Category: Research

Academic research, papers, and breakthroughs in healthcare AI

  • A Hidden Flaw in Radiation Side‑Effect Forecasts: Why “Competing Risks” Could Change ORN Prevention

    A Hidden Flaw in Radiation Side‑Effect Forecasts: Why “Competing Risks” Could Change ORN Prevention

    Radiation oncologists have long faced a frustrating paradox: osteoradionecrosis (ORN) of the jaw is relatively uncommon, but when it happens it can be devastating—pain, infection, fractures, and years of dental and surgical care. Now, new research suggests that some of the tools used to predict ORN risk may be structurally biased if they ignore a reality in head and neck cancer care: many patients die before ORN would ever have time to occur.

    In a study published in the Journal of Medical Systems, researchers report building and validating machine learning–based models that predict individualized ORN risk after curative head and neck radiation therapy (RT) using time-to-event methods that explicitly account for death as a competing risk. They also quantify how much risk can be overestimated when this competing risk is ignored, according to the paper.

    Why ORN prediction is harder than it looks

    ORN is a late complication: it may emerge months to years after RT, shaped by dose to mandibular bone, tumor location, dental extractions, smoking, comorbidities, and other factors. That time lag is exactly what makes prediction tricky in a population with meaningful mortality risk. If a model treats every patient as if they remain “at risk” for ORN indefinitely, it can inflate the estimated probability of ORN—especially in higher-risk cancer subsets where death is more common.

    This is the core statistical issue the study tackles. Traditional approaches that frame ORN as a simple binary outcome (did ORN occur: yes/no) can miss when it occurred and whether a patient’s follow-up ended because they died. Competing-risk modeling is designed for this situation: it estimates the chance of ORN over time while acknowledging that death can preclude the event. The authors’ emphasis on time-to-event data with death as the competing risk is therefore more than a technical tweak; it changes what “risk” actually means in clinical practice.

    What the study did—and what stands out

    As described by the Journal of Medical Systems article, the researchers conducted a prognostic study of patients treated with curative-intent RT between 2011 and 2018 with ongoing follow-up. They assembled a dataset spanning sociodemographic characteristics, clinical variables, and dosimetric information—precisely the kind of multimodal mix that modern predictive modeling thrives on. ORN was defined using the ClinRad system with a threshold of grade ≥1, which signals a deliberate choice to capture early clinically relevant disease rather than only the most severe cases.

    The second objective—measuring how much ORN risk is overestimated when competing risk is ignored—may be the most actionable insight for health systems. Overestimation is not a benign error. It can drive downstream decisions: extra dental procedures, intensified surveillance, altered fractionation or dose constraints, and patient counseling that frames the future in unnecessarily alarming terms.

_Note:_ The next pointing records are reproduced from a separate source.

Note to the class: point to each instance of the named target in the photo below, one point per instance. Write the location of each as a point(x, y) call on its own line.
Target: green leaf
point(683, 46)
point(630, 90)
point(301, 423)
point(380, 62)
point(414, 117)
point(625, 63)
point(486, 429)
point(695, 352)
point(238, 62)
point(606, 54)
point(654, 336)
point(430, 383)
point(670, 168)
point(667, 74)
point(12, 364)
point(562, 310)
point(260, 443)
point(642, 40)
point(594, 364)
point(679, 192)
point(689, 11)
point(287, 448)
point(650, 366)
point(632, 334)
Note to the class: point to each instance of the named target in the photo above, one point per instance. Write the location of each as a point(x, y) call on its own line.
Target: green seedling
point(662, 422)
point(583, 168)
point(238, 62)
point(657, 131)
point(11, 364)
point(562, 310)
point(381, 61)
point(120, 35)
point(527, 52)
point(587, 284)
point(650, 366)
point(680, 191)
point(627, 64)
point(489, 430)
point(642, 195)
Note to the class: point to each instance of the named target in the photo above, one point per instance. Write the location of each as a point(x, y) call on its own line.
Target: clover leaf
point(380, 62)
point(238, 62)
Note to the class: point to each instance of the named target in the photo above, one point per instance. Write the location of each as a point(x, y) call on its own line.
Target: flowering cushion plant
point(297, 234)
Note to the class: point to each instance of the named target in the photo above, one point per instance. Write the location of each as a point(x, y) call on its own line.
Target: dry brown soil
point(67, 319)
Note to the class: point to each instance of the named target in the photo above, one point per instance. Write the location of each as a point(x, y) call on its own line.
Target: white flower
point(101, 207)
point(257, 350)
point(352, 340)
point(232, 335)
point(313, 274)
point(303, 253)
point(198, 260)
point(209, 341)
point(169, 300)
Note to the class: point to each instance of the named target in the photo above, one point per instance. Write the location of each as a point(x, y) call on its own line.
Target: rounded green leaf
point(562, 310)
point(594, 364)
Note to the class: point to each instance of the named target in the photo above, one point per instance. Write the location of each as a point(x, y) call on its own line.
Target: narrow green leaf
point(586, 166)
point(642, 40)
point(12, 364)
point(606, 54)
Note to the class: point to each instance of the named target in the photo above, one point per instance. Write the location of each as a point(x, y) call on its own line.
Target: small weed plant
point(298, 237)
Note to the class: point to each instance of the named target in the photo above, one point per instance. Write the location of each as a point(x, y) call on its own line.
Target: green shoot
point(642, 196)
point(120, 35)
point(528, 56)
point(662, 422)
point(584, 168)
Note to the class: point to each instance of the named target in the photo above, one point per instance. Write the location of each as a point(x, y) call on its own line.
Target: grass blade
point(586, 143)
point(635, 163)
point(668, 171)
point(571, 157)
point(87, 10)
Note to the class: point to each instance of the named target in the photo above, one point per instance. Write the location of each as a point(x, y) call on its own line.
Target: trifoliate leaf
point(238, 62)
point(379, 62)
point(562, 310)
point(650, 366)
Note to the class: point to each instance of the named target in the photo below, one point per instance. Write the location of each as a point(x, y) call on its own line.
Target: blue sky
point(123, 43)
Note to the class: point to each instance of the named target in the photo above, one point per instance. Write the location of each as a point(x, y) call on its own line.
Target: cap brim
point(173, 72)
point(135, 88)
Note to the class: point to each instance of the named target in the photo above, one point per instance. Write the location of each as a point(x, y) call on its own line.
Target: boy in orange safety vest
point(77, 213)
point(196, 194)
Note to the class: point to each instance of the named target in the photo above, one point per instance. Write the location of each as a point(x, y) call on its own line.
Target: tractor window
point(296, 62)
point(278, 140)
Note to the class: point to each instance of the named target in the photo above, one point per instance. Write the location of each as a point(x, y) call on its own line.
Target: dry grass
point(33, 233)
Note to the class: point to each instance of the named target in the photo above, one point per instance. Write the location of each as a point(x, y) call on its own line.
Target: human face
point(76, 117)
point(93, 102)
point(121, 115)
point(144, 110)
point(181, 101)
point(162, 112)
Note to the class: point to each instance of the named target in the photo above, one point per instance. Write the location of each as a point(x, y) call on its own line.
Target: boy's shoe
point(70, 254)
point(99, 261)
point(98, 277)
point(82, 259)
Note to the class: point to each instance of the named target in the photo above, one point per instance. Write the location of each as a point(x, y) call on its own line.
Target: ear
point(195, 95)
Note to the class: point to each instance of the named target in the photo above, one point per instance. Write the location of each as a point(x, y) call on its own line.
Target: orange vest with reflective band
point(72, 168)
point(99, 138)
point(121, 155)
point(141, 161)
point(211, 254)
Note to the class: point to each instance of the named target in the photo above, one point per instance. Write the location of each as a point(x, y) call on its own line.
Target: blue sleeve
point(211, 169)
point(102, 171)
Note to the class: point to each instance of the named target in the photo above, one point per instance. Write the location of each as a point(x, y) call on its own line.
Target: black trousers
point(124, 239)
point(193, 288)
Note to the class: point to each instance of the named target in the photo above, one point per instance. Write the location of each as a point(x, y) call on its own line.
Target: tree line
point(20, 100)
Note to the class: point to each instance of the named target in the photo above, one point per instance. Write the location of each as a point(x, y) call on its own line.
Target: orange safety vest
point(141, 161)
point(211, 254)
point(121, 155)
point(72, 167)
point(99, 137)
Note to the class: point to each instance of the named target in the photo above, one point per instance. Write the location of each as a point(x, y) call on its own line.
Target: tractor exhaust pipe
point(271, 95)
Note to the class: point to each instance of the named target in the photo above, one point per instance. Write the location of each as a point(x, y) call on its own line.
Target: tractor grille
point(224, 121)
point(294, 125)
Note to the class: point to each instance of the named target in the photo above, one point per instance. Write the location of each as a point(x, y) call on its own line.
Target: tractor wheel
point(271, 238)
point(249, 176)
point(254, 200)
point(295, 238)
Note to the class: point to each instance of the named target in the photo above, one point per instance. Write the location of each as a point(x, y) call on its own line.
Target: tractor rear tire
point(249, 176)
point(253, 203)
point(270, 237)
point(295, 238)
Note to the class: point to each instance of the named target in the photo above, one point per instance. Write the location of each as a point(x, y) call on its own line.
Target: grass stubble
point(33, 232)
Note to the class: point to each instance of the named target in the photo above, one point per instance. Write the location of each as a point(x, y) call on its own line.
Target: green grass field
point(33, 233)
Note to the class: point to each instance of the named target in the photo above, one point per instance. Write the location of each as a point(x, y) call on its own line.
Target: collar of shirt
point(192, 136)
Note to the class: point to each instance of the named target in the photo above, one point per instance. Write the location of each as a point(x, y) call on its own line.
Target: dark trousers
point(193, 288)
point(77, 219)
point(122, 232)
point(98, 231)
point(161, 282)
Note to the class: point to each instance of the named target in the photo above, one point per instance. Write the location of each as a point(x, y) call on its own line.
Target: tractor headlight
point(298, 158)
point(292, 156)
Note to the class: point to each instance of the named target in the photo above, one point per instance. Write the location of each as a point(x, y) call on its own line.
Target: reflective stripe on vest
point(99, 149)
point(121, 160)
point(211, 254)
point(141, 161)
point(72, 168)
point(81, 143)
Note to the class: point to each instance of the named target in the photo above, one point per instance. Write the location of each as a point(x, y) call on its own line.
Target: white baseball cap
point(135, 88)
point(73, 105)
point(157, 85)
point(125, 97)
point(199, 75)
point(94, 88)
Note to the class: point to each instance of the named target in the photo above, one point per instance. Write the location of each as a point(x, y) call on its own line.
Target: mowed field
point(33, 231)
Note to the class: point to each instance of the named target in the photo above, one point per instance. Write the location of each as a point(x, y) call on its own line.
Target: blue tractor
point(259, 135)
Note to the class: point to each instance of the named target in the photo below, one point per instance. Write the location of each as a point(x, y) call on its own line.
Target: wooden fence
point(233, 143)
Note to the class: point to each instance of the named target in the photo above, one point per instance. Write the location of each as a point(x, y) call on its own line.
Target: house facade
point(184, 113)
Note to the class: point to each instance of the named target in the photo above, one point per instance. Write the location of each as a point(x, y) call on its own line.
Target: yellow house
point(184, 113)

    Why this matters for clinicians

    For radiation oncologists, the study is a reminder that “accurate” prediction is not just about discrimination (who is higher vs lower risk). Calibration—whether predicted probabilities match reality—matters even more when models are used to trigger interventions. If a clinic uses a threshold (for example, “>X% risk” to refer to dental oncology, hyperbaric oxygen consideration, or enhanced imaging follow-up), an inflated risk estimate can systematically push more patients into resource-intensive pathways.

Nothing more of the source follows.